My parents moved from China to St. Louis when I was two years old. In many ways, ours is the quintessential immigrant story. We were unimaginably poor; my dad was a student, and to support us my mom worked fourteen-hour shifts as a cook in a Chinese takeout restaurant, making two dollars an hour. But as difficult as times were, I never felt like we were struggling or that we had less than others. My mom scrimped and saved, and there was always food on the table, and the bills were always paid on time. When I was a little girl, as soon as I knew how to hold a pen, I would spend hours every day by myself, with a notebook and pencil, scribbling and drawing and writing over and over the two or three words I knew how to spell, creating my own little stories. My parents encouraged this behavior, since they knew that other forms of entertainment were costly. My creativity and imagination were my playground. When I discovered reading, a whole universe opened up to me. Suddenly I could disappear into other worlds, travel to exotic lands without ever leaving my bedroom. I met all kinds of people between the pages of my books, making friends with some of them, enemies with others, learning about the world and about how I viewed the world with every turn of a page. Reading was a way for me to spend hours upon hours alone, yet I never felt lonely.

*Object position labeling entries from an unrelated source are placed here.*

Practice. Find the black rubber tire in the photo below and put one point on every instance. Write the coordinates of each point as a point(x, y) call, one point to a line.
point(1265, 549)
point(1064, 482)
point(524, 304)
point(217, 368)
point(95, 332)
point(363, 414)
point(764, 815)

When I was five years old my parents used what little leftover savings they had to send me to piano lessons. Suddenly my world expanded even more. If reading opened up new worlds, music opened up whole other dimensions. It was as if someone had taken the feelings we all have that words can’t express, and brought them to life. Practicing piano every day was a way for me to get lost in my thoughts, to block out whatever real-world problems I was having and just spend a few minutes being transported to someplace better, nicer, less cold and complicated.
So from a very young age, I knew that music, art, and literature were my safe spaces. An escape from the pressures of the outside world, a place where I could retreat when the going got tough. I’ve always been perfectly happy spending lots of time by myself and not feeling like I’m missing out on anything. I credit that comfort with isolation to these imaginary worlds inside my head, between the pages of a book and the notes on a sheet of music.